Ancien Régime, (suite)
Cette organisation politique connut une lente érosion. L'idée que tous les pouvoirs - exécutif, législatif et judiciaire - pussent être confondus devint intolérable. À plusieurs reprises, le monarque rappela que la nation se confondait avec lui et qu'elle ne pouvait se définir en dehors de lui. Pourtant, cette dernière apparut peu à peu comme la source de toute légitimité. Certains cherchèrent à s'exprimer en son nom, en particulier les membres des parlements, ces cours de justice qui enregistraient les décisions royales. Dans le royaume, il n'y avait guère d'occasions de dialogue et de négociation entre le roi et ses sujets. Il existait, dans quelques provinces, des états provinciaux ; cependant, les états généraux ne furent plus réunis après 1614. Finalement, la nation s'affirma à côté du roi, et contre lui. La Révolution mit alors un terme à la vénalité des offices, avant de s'en prendre à la monarchie elle-même.

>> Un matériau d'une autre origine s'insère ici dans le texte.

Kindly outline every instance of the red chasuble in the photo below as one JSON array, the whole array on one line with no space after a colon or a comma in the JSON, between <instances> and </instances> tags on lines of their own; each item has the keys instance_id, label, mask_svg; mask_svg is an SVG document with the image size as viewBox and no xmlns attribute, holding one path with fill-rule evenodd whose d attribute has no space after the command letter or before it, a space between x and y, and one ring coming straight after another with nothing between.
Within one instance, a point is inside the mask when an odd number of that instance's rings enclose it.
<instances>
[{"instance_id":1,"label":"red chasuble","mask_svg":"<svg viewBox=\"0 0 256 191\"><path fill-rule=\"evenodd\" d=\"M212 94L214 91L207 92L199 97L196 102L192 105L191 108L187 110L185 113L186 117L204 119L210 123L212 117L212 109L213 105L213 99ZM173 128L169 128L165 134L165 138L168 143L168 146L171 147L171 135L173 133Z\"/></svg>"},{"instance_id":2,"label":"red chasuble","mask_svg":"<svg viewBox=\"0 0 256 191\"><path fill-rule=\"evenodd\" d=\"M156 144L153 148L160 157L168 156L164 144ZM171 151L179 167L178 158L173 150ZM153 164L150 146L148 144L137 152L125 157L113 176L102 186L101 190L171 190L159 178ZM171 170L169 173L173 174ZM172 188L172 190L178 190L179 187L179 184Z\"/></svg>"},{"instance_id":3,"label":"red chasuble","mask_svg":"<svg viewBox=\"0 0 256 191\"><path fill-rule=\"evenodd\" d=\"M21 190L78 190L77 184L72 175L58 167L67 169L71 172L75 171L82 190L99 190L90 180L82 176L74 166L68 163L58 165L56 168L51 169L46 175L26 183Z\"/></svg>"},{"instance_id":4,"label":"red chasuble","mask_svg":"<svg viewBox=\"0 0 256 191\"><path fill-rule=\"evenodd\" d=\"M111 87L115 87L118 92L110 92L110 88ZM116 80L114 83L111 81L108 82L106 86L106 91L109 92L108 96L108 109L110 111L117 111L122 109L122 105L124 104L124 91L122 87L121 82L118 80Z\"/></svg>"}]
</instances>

Conserver l'ordre social ?
• La société était divisée traditionnellement en trois « ordres », inégaux en nombre. Le clergé et la noblesse y occupaient une fonction : la défense du royaume pour les gentilshommes et la prière pour les hommes d'Église, ce qui justifiait les privilèges dont ils jouissaient. La noblesse se définissait moins par un statut clair que par le sentiment d'appartenir à une race à part, par une manière de vivre et des valeurs propres. Ce groupe social restait ouvert aux familles qui s'illustraient au service du roi, ou qui achetaient des charges publiques. L'inégalité entre les sujets était un fait juridique. Elle se marquait dans le respect du « rang », des hiérarchies. Celles-ci étaient périodiquement rappelées lors des cérémonies : à l'église, à la cour du roi, dans les villes et les campagnes, chacun devait occuper sa place, fixée par la tradition. De tels honneurs faisaient naître une déférence « naturelle » pour ces élites, mais ils entretenaient, chez les puissants, un dédain tout aussi « naturel », que la charité chrétienne ne venait pas forcément adoucir, et qui devint peu à peu insupportable. L'inégalité sociale se traduisait à travers l'impôt royal par excellence - la taille -, dont les deux premiers ordres (mais aussi d'autres sujets) étaient exemptés. S'y ajoutait l'inégalité entre les hommes et les femmes, mais elle ne fut guère remise en cause.
La Révolution voulut détruire tout ce qui était considéré comme le « régime féodal ». La féodalité n'était plus qu'un souvenir, mais il en demeurait des traits singuliers, perçus comme des vexations. Les dernières traces de servitude, de « mainmorte », avaient sans doute disparu, mais les liens d'homme à homme persistaient, souvent symboliques et associés à des droits féodaux à payer. La seigneurie, quant à elle, liait le paysan à une terre, sous la protection d'un seigneur qui la possédait. Le paysan n'en était donc pas pleinement propriétaire : il devait acquitter des droits, tel le cens. Le seigneur jouissait d'autres droits, comme le monopole de la chasse - très mal accepté des roturiers à la fin du XVIIIe siècle -, et il disposait de banalités : les paysans avaient l'obligation d'utiliser le moulin et le four seigneuriaux. Enfin, même si la justice royale dominait presque partout et constituait un recours pour tous les sujets, les seigneurs conservaient des droits de justice.
L'Ancien Régime présentait aussi une dimension économique. Le travail artisanal reposait le plus souvent sur une organisation verticale, du compagnon au maître, même s'il existait des métiers libres et si Turgot avait tenté, en vain, d'établir la liberté du travail.
Tantôt décrit comme « un très grand et très vieil édifice » (Pierre Gaxotte) qui avait néanmoins grand air, tantôt comme « une sorte d'immense fleuve bourbeux » (Pierre Goubert) charriant des institutions venues d'autres âges, l'Ancien Régime fut aboli par une Révolution qui voulut faire table rase du passé. Pourtant, bien des réalités de l'Ancien Régime ont survécu à sa mort.